Ici aussi, il ne faut pas sortir de bazooka pour réussir à tromper le réseau de neurones. De simples lunettes imprimées en 2D suffisent. Les “couacs” qui ont ainsi été provoqués poussent évidemment les concepteurs à revoir leur copie et à renforcer les algorithmes qu’ils utilisent – on a par exemple vu les fournisseurs spécialisés en reconnaissance d’image retravailler leurs solutions pour faire en sorte que les algorithmes demeurent efficaces même en présence d’une personne masquée pour cause de Covid…

Il n’en reste pas moins, comme le souligne Damien Fourrure que “ces exemples, parmi tant d’autres, démontrent une véritable faiblesse de l’intelligence artificielle.

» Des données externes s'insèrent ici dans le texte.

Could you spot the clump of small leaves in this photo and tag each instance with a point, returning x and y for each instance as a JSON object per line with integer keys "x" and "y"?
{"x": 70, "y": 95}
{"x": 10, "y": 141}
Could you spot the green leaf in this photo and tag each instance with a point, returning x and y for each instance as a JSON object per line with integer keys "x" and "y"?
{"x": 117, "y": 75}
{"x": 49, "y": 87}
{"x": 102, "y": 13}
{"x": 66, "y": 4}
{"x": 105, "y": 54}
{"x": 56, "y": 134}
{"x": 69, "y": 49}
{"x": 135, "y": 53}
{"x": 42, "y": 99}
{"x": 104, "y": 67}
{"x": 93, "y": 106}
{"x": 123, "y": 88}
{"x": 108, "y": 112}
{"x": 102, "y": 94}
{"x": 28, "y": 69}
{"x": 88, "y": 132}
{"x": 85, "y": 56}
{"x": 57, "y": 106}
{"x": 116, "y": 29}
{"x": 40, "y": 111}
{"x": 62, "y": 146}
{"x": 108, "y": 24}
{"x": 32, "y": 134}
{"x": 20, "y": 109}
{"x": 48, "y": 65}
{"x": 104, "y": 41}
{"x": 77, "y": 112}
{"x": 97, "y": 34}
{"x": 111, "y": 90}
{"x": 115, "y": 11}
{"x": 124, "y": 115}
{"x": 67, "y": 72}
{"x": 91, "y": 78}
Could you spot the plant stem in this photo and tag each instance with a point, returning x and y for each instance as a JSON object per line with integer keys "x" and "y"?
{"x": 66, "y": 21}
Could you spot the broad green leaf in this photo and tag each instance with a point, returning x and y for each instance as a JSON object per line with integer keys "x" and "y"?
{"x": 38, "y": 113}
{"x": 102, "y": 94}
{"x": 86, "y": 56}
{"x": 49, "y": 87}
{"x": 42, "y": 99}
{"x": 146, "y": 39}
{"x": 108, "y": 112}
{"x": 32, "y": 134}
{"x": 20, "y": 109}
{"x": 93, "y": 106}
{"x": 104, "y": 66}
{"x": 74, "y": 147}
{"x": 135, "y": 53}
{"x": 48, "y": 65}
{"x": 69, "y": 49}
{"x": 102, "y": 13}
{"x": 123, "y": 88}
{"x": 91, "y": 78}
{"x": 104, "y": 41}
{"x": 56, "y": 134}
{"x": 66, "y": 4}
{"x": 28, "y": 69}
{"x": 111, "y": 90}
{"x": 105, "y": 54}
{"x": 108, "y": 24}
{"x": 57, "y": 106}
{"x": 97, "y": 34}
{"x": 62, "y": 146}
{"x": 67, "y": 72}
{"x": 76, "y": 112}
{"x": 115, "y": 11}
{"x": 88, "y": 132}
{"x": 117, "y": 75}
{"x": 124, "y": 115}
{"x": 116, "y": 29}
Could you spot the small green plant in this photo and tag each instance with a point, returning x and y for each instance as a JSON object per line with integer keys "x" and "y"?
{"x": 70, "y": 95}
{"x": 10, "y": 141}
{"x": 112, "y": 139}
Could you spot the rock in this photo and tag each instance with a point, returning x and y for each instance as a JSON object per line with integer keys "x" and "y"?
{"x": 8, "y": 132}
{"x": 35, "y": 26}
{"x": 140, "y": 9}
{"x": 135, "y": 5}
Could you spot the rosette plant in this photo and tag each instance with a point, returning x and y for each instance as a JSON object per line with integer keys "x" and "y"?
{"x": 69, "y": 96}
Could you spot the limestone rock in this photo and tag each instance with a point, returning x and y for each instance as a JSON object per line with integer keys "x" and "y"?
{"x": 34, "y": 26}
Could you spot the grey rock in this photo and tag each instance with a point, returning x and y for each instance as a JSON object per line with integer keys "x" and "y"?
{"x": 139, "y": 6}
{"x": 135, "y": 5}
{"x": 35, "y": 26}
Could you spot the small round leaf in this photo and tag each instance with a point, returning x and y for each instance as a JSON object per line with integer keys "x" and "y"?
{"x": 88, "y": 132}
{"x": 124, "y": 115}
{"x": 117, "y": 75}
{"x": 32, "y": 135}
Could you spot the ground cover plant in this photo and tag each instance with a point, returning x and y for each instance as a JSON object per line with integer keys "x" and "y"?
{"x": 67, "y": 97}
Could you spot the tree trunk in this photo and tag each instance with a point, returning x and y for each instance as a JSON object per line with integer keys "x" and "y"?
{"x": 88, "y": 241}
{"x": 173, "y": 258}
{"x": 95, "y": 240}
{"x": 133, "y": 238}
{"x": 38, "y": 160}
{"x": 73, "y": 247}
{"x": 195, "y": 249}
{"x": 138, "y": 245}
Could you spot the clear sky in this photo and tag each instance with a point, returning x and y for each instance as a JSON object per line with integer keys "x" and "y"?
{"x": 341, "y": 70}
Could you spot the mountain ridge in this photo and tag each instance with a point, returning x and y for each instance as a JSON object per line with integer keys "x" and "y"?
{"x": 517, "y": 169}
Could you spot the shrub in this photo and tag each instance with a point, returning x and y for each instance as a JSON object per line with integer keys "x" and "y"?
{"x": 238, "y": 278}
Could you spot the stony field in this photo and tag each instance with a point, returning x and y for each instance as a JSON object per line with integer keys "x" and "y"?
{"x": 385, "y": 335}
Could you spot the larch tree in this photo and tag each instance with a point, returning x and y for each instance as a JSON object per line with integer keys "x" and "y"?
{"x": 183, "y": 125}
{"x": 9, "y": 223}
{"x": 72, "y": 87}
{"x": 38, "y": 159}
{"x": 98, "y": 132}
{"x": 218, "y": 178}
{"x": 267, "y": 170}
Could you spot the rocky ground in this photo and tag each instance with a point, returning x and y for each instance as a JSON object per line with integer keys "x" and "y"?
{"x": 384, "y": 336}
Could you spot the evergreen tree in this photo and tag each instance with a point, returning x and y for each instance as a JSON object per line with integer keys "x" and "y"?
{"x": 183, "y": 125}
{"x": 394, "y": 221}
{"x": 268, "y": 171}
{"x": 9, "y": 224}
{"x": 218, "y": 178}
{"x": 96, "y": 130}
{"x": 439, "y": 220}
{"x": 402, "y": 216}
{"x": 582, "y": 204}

Heureusement, les scientifiques travaillent actuellement à rendre les réseaux de neurones de moins en moins sensibles aux attaques adverses, mais aussi… à rendre les attaques adverses plus performantes.

Cela crée, à l’instar des hackers sur le réseau Internet, un véritable jeu du chat et de la souris entre les scientifiques cherchant à améliorer l’intelligence artificielle de demain et ceux qui cherchent à la tromper.”

D’où cette question: les cursus (chez nous) s’adaptent-ils pour prendre en compte ces techniques, soit pour apprendre à les identifier et contrecarrer, soit pour être capable d’en créer? “La recherche avance constamment et les attaques adverses sont encore un sujet de pointe peu abordé dans les universités”.

C’est d’ailleurs, souligne Eura Nova, la raison pour laquelle elle a eu l’idée de ce hackathon: “on souhaitait que les étudiants se retrouvent face à une problématique qu’ils ne connaissent pas ou peu, afin de les challenger sur leur capacité à explorer de nouvelles techniques, mais aussi de les sensibiliser aux vulnérabilités de l’intelligence artificielle.”